5. Data, Obviously

It's important, but there's more

What's your goal, anyhow, to collect data? The world as a whole is too hung up on data. It can be useful, depending on your goal, but churches and schools have bigger missions than bowing down to the data aggregators. For example, I'd bet polling data would indicate that the pastor at your church should give shorter sermons. Does that make it the right thing to do? Is it so important that traffic increase to your website by 20% every month? Is that even possible? Do you give up and say Satan won if you fail? You probably want to create metrics to measure if the site is effective. I can't stop you from doing that. However, you might realize that people expect sites exist but don't necessarily make decisions about churches or schools solely based on those websites.
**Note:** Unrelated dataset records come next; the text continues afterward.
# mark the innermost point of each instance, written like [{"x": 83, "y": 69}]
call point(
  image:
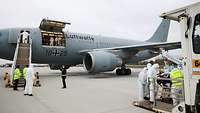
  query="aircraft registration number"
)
[{"x": 56, "y": 52}]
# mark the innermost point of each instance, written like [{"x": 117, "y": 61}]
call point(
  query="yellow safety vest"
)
[
  {"x": 17, "y": 73},
  {"x": 177, "y": 76},
  {"x": 25, "y": 72}
]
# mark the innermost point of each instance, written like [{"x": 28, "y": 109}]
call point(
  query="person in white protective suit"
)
[
  {"x": 142, "y": 82},
  {"x": 152, "y": 74},
  {"x": 25, "y": 35},
  {"x": 147, "y": 85},
  {"x": 29, "y": 81}
]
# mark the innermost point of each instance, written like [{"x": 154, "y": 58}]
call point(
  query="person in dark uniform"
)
[{"x": 63, "y": 75}]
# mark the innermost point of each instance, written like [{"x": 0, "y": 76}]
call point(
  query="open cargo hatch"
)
[{"x": 52, "y": 33}]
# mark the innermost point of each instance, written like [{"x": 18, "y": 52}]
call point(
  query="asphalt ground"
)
[{"x": 99, "y": 93}]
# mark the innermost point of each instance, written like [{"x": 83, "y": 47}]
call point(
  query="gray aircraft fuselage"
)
[{"x": 68, "y": 55}]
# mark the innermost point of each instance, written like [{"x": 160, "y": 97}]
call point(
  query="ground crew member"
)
[
  {"x": 25, "y": 74},
  {"x": 176, "y": 76},
  {"x": 29, "y": 81},
  {"x": 63, "y": 75},
  {"x": 17, "y": 75},
  {"x": 142, "y": 83},
  {"x": 6, "y": 79},
  {"x": 152, "y": 74}
]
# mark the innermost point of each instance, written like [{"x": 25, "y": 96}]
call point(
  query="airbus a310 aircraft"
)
[{"x": 51, "y": 45}]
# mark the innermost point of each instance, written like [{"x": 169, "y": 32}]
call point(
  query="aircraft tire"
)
[
  {"x": 128, "y": 71},
  {"x": 118, "y": 72}
]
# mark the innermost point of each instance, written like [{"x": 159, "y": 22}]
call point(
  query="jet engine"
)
[{"x": 100, "y": 61}]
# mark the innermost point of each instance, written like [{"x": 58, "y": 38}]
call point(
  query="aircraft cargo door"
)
[{"x": 52, "y": 33}]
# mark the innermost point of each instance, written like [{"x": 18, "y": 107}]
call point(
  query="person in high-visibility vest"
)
[
  {"x": 17, "y": 75},
  {"x": 152, "y": 75},
  {"x": 176, "y": 76},
  {"x": 29, "y": 81},
  {"x": 142, "y": 83},
  {"x": 25, "y": 75}
]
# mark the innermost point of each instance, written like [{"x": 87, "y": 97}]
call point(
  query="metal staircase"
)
[
  {"x": 22, "y": 58},
  {"x": 171, "y": 58}
]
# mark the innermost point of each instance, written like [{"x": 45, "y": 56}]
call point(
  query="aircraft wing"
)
[{"x": 140, "y": 47}]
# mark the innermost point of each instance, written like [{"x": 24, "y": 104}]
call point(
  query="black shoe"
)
[
  {"x": 30, "y": 94},
  {"x": 151, "y": 102},
  {"x": 146, "y": 98}
]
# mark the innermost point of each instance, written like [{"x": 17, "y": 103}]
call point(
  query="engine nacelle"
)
[{"x": 100, "y": 61}]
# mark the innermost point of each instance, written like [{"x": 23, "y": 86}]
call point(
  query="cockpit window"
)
[{"x": 196, "y": 35}]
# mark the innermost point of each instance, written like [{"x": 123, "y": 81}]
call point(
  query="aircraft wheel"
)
[{"x": 128, "y": 71}]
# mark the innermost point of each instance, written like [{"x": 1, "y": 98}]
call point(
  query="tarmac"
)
[{"x": 99, "y": 93}]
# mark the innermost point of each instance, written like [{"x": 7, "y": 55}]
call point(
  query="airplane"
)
[{"x": 96, "y": 53}]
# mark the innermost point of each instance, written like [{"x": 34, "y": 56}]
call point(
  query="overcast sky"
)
[{"x": 127, "y": 19}]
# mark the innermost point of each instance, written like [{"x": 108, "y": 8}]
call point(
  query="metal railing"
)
[{"x": 162, "y": 91}]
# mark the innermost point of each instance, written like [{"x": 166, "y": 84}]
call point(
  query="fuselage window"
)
[{"x": 196, "y": 35}]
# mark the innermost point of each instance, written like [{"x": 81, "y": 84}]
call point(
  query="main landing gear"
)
[{"x": 123, "y": 71}]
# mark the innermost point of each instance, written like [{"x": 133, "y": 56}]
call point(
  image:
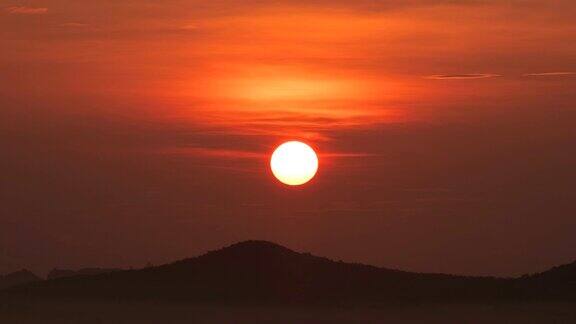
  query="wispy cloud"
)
[
  {"x": 546, "y": 74},
  {"x": 73, "y": 25},
  {"x": 462, "y": 76},
  {"x": 23, "y": 10}
]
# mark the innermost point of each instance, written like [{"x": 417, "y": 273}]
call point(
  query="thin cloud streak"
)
[
  {"x": 547, "y": 74},
  {"x": 462, "y": 76},
  {"x": 23, "y": 10}
]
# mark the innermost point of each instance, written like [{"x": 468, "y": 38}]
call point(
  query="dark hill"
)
[
  {"x": 17, "y": 278},
  {"x": 258, "y": 271}
]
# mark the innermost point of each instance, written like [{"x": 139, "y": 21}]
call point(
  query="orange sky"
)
[{"x": 440, "y": 124}]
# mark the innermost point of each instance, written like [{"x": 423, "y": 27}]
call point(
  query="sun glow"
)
[{"x": 294, "y": 163}]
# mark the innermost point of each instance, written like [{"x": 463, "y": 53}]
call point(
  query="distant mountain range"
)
[
  {"x": 259, "y": 271},
  {"x": 17, "y": 278}
]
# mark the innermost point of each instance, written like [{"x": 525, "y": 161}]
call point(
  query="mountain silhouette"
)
[
  {"x": 262, "y": 272},
  {"x": 17, "y": 278}
]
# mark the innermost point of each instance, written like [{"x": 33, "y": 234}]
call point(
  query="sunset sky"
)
[{"x": 138, "y": 130}]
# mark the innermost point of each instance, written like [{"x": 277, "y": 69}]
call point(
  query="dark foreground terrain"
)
[
  {"x": 262, "y": 282},
  {"x": 155, "y": 312}
]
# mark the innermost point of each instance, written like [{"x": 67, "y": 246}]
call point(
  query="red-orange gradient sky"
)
[{"x": 135, "y": 131}]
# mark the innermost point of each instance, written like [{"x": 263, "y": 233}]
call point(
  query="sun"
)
[{"x": 294, "y": 163}]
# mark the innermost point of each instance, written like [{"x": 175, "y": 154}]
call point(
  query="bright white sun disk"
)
[{"x": 294, "y": 163}]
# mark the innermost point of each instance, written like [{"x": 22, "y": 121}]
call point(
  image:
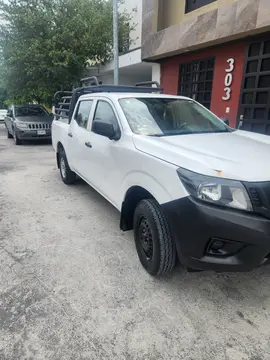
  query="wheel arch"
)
[
  {"x": 133, "y": 196},
  {"x": 58, "y": 148}
]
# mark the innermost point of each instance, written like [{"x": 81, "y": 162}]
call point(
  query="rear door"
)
[
  {"x": 78, "y": 136},
  {"x": 102, "y": 158}
]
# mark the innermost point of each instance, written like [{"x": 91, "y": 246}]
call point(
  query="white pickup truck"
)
[{"x": 188, "y": 185}]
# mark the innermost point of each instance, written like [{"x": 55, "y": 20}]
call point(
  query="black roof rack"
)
[{"x": 65, "y": 101}]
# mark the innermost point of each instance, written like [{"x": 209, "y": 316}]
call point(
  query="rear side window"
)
[
  {"x": 104, "y": 112},
  {"x": 83, "y": 113}
]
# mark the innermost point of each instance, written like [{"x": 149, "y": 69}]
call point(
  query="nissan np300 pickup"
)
[{"x": 187, "y": 184}]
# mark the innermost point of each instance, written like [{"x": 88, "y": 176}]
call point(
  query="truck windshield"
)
[
  {"x": 169, "y": 116},
  {"x": 28, "y": 110}
]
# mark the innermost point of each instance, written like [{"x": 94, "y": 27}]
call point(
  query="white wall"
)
[{"x": 134, "y": 8}]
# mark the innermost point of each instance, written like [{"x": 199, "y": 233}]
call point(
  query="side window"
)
[
  {"x": 104, "y": 112},
  {"x": 83, "y": 113}
]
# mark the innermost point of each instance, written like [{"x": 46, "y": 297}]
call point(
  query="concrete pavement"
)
[{"x": 72, "y": 288}]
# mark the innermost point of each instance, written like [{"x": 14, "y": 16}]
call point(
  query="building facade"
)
[
  {"x": 131, "y": 67},
  {"x": 216, "y": 52}
]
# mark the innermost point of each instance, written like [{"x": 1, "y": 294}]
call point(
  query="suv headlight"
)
[
  {"x": 214, "y": 190},
  {"x": 21, "y": 125}
]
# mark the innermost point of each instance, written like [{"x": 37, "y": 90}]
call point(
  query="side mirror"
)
[
  {"x": 104, "y": 129},
  {"x": 226, "y": 121}
]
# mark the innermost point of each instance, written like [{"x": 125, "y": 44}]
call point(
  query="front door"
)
[{"x": 254, "y": 111}]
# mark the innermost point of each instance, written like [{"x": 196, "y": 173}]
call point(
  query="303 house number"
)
[{"x": 228, "y": 79}]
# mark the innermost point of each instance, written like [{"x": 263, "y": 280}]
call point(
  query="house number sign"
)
[{"x": 228, "y": 79}]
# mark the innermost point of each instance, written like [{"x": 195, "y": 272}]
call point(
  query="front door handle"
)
[{"x": 88, "y": 144}]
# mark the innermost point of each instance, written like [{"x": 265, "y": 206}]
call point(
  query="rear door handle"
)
[{"x": 88, "y": 144}]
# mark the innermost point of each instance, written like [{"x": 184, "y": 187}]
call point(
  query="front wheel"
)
[
  {"x": 154, "y": 244},
  {"x": 68, "y": 176}
]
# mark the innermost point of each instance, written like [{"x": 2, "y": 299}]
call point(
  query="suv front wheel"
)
[{"x": 155, "y": 246}]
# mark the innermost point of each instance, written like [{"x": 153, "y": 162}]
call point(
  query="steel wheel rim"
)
[
  {"x": 146, "y": 239},
  {"x": 63, "y": 168}
]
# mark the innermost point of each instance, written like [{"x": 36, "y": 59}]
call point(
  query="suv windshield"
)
[
  {"x": 28, "y": 110},
  {"x": 165, "y": 116}
]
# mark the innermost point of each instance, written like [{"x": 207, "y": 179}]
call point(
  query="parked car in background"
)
[
  {"x": 3, "y": 113},
  {"x": 28, "y": 122}
]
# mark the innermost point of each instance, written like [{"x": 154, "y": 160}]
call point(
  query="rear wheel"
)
[
  {"x": 155, "y": 246},
  {"x": 68, "y": 176}
]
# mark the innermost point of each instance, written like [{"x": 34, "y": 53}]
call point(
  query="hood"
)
[
  {"x": 238, "y": 155},
  {"x": 33, "y": 119}
]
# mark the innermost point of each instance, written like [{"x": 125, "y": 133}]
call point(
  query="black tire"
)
[
  {"x": 154, "y": 243},
  {"x": 16, "y": 139},
  {"x": 68, "y": 176},
  {"x": 9, "y": 136}
]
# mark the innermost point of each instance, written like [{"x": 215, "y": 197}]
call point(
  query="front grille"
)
[
  {"x": 39, "y": 126},
  {"x": 259, "y": 193}
]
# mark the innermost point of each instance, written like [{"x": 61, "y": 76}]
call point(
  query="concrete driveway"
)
[{"x": 72, "y": 288}]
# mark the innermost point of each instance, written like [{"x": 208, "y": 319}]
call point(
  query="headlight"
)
[
  {"x": 21, "y": 125},
  {"x": 217, "y": 191}
]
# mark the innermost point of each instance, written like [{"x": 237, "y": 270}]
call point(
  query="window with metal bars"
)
[
  {"x": 196, "y": 80},
  {"x": 255, "y": 98},
  {"x": 196, "y": 4}
]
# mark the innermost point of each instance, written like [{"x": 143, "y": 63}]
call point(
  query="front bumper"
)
[
  {"x": 195, "y": 225},
  {"x": 34, "y": 134}
]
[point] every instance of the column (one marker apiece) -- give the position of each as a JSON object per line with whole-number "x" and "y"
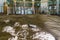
{"x": 57, "y": 6}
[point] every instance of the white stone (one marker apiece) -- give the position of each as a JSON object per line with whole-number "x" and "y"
{"x": 43, "y": 36}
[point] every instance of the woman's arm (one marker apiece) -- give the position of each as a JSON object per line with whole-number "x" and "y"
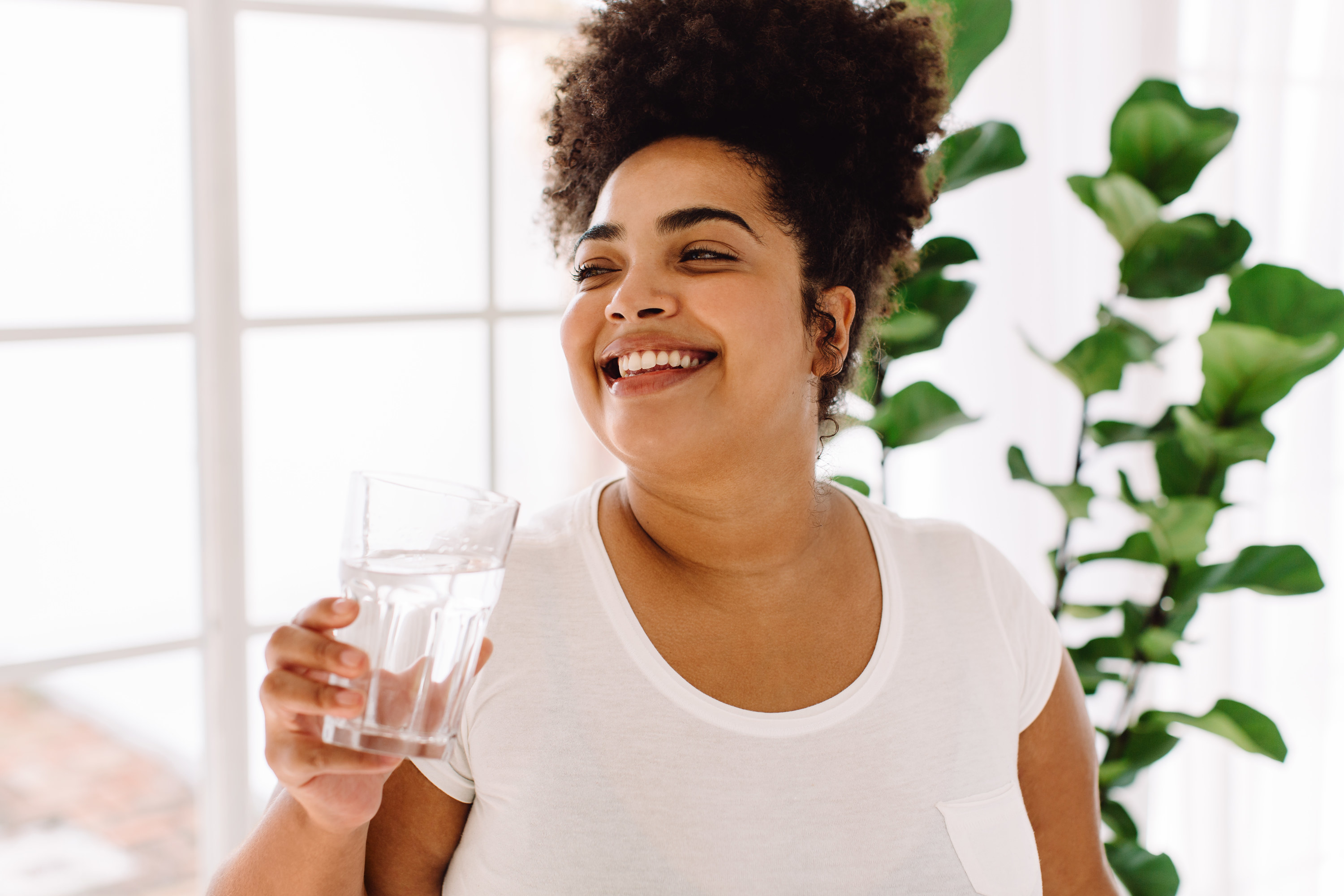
{"x": 347, "y": 823}
{"x": 412, "y": 837}
{"x": 1057, "y": 769}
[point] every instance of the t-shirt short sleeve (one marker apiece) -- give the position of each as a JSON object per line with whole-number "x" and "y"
{"x": 452, "y": 775}
{"x": 1030, "y": 630}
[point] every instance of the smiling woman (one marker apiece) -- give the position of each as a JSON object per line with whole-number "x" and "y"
{"x": 718, "y": 675}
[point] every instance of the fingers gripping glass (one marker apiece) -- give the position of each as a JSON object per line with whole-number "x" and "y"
{"x": 424, "y": 560}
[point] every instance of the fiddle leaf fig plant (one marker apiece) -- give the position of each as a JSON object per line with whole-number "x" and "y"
{"x": 1279, "y": 327}
{"x": 928, "y": 302}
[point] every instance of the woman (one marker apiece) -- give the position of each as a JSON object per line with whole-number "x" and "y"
{"x": 717, "y": 675}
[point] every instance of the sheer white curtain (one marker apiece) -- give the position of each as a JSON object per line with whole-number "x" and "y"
{"x": 1234, "y": 824}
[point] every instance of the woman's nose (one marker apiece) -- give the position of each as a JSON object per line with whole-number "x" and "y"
{"x": 639, "y": 297}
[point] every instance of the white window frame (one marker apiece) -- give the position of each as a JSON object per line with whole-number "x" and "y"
{"x": 218, "y": 327}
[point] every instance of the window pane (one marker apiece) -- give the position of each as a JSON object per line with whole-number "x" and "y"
{"x": 95, "y": 218}
{"x": 261, "y": 780}
{"x": 99, "y": 534}
{"x": 527, "y": 275}
{"x": 560, "y": 10}
{"x": 546, "y": 450}
{"x": 452, "y": 6}
{"x": 99, "y": 765}
{"x": 362, "y": 159}
{"x": 322, "y": 402}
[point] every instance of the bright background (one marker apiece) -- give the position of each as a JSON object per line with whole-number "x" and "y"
{"x": 248, "y": 248}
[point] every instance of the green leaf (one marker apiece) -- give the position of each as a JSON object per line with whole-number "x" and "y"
{"x": 1179, "y": 526}
{"x": 1249, "y": 728}
{"x": 974, "y": 154}
{"x": 1097, "y": 363}
{"x": 1086, "y": 610}
{"x": 1140, "y": 747}
{"x": 1285, "y": 302}
{"x": 980, "y": 26}
{"x": 1140, "y": 343}
{"x": 1163, "y": 142}
{"x": 1280, "y": 570}
{"x": 1248, "y": 369}
{"x": 1088, "y": 656}
{"x": 1072, "y": 496}
{"x": 1112, "y": 432}
{"x": 1195, "y": 456}
{"x": 1142, "y": 872}
{"x": 1158, "y": 645}
{"x": 928, "y": 303}
{"x": 858, "y": 485}
{"x": 1137, "y": 547}
{"x": 1124, "y": 205}
{"x": 917, "y": 414}
{"x": 1018, "y": 465}
{"x": 1176, "y": 258}
{"x": 1117, "y": 818}
{"x": 943, "y": 252}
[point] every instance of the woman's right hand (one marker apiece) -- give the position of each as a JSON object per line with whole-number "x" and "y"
{"x": 339, "y": 789}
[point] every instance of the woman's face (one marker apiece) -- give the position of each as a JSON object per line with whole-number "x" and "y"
{"x": 686, "y": 338}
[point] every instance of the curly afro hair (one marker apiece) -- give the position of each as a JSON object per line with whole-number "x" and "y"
{"x": 832, "y": 101}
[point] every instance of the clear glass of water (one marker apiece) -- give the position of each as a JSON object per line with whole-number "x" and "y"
{"x": 424, "y": 560}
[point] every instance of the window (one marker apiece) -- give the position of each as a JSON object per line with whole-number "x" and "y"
{"x": 250, "y": 248}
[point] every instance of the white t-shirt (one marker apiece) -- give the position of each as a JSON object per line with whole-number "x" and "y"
{"x": 596, "y": 769}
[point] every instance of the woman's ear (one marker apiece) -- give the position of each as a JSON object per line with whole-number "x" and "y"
{"x": 838, "y": 304}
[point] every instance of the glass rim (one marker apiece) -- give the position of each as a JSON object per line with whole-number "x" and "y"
{"x": 437, "y": 487}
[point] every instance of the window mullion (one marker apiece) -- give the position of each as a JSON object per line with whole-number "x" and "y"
{"x": 218, "y": 326}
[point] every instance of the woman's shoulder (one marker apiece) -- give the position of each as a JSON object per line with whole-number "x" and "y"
{"x": 550, "y": 540}
{"x": 926, "y": 532}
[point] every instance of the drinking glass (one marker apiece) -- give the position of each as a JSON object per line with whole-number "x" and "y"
{"x": 424, "y": 560}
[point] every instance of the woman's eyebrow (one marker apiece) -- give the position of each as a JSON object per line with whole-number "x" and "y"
{"x": 600, "y": 232}
{"x": 683, "y": 218}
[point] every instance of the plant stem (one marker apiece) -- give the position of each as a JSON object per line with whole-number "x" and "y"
{"x": 1062, "y": 552}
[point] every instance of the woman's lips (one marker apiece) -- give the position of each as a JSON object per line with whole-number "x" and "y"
{"x": 652, "y": 370}
{"x": 658, "y": 359}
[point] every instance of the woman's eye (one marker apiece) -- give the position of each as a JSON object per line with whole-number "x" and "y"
{"x": 584, "y": 272}
{"x": 706, "y": 254}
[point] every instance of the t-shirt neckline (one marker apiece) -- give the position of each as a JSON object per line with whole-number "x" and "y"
{"x": 843, "y": 706}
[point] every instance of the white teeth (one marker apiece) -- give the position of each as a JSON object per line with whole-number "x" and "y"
{"x": 650, "y": 359}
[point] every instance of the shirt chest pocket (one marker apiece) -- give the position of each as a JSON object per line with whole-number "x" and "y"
{"x": 995, "y": 843}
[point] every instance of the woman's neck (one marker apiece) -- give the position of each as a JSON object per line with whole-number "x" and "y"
{"x": 740, "y": 524}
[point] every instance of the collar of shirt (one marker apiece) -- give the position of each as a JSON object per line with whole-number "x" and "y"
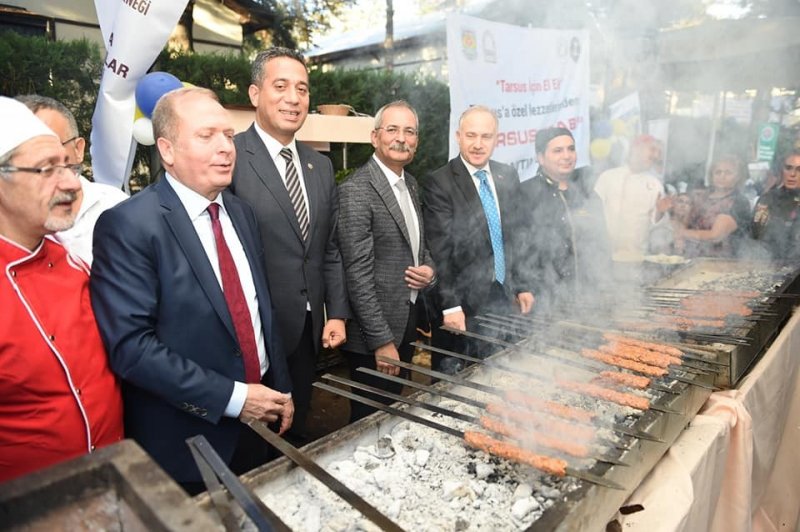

While you can maybe drive someone away with a pastor's wife Facebook page, most other incarnations of a web presence are pretty standard.

Match similar sites in area

If you really want to get into the numbers, I recommend you just try to match the similars. Find churches or school with similar attendance and then look up their online rank compared to yours. There are some services that will give Alexa ranks or similar scores. Look around for a free tool that seems to give usable results. Then make it your goal to match the top competitor in the area. Make sure you check out the comparable sites, too. Maybe they all pale in comparison to your new CMS, but maybe a few have items you could use. For example, every car I've ever owned has had one or two features that seem ingenious, and only found on that car. What if someone took all those cool and unique features and put them on one car? Make that your website.

Unique visitors and new visitors

As you are working to get more people to visit your site, pay attention to unique views and new, relevant visitors. Is a hacker looking for a back door to your site from Russia an important visitor? Is your own IP address important? You're looking for people coming from referring pages like those with whom you've exchanged links or from Youtube or Facebook. You're looking for unique search terms that you've somehow captured. For example, before our church got redesigned by a persuasive yet skill-less businesswoman, I checked it's top ranking search terms because she said her company would fix all the problems with the site. Our site was in the top 10 on Google for something like why god or why jesus, and you can imagine that such an obvious search phrase would be awesome to have. However, today the site is a CMS that has been abandoned and the search term longer even registers on Google after I add the church name because that specific static content that had been there for years as a beacon to anyone asking the same question was now gone. Find out what people might be looking for an give them what they need.